This book focuses on the relationship between Judaism, Mandaeism, and Gnosticism as a way of painting a more detailed picture of Hekhalot and Merkavah mysticism. Deutsch uses a "comparative approach" to studying the texts produced by these different groups; the result is that Hekhalot and Merkavah mysticism looks quite syncretistic. Such an approach certainly gives insight, but it also causes a bit of confusion about the nature of Hekhalot and Merkavah mysticism.

Firstly, the benefits of using such an approach is that it paints a picture with wide brush strokes: the reader is likely to get good idea of major religious trends within the world of antiquity. Deutsch has three appendices that deal with Islam, Christianity, and Hermeticism that further illustrate what seems to be a general religious idea - that there are mediators between God and humanity that are above man but nonetheless divine. (Anyone familiar with the Christological controversies in the early centuries of Christianity will find much here that parallels those debates.)

These broad strokes also imply that there was a large amount of syncretism between different religious groups, with ideas from completely different religions permeating each other.
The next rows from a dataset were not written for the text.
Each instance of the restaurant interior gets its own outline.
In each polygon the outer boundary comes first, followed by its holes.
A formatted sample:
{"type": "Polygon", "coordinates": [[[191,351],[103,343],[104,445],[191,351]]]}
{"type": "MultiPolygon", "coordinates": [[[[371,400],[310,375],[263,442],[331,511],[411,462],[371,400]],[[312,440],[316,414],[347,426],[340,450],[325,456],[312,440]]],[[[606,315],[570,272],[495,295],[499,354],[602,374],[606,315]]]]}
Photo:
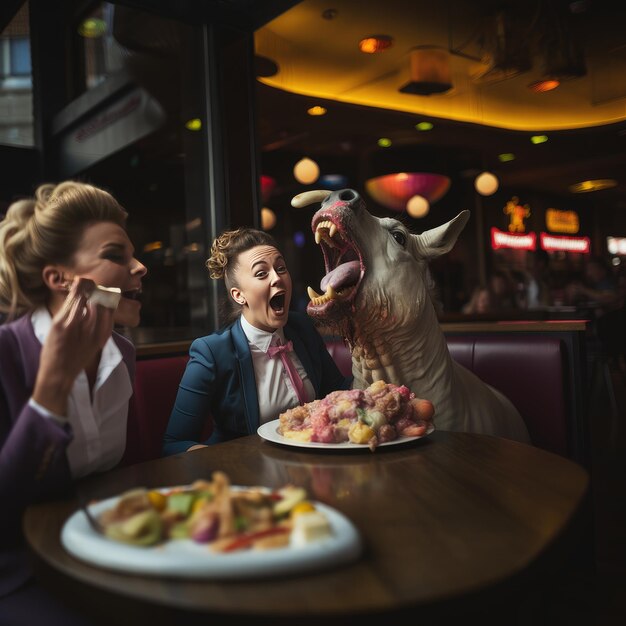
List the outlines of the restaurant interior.
{"type": "Polygon", "coordinates": [[[604,0],[5,0],[0,215],[41,182],[110,190],[148,267],[128,335],[164,354],[222,322],[204,262],[227,227],[274,235],[304,311],[324,264],[294,196],[354,189],[416,233],[468,209],[430,266],[441,324],[584,328],[594,573],[564,573],[522,626],[621,623],[625,25],[604,0]],[[615,295],[600,331],[593,259],[615,295]]]}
Certainly, any historian of religion would agree that this is, indeed, the case: religions do influence each other. The question of "how much do religions influence each other?" is where much of the debate comes in.

This, then, is the downside to Deutsch's approach. Although in the last chapter he surveys much of the prior research on Hekhalot and Merkavah mysticism and notes that the authors of its texts were quite familiar with Rabbinic law and lore, it still seems like Hekhalot and Merkavah mysticism were quite syncretistic. Some influence is certainly possible and even likely, but isn't it also possible - and perhaps far more plausible - that despite these influences, Hekhalot and Merkavah mysticism arose out of streams that were already developed within Judaism such as apocalypticism? Indeed it is, and although Deutsch mentions these, it still seems that in the Hekhalot and Merkavah mysticism owes less to its own religious heritage than it does to other dualistic religions.

This book should be read with other works about Hekhalot and Merkavah mysticism in order for the reader to better understand Deutsch's contribution to the field. Think of this book as being like a chapter: it reads well when read with all the other chapters in a book. Otherwise, it is likely to make little sense.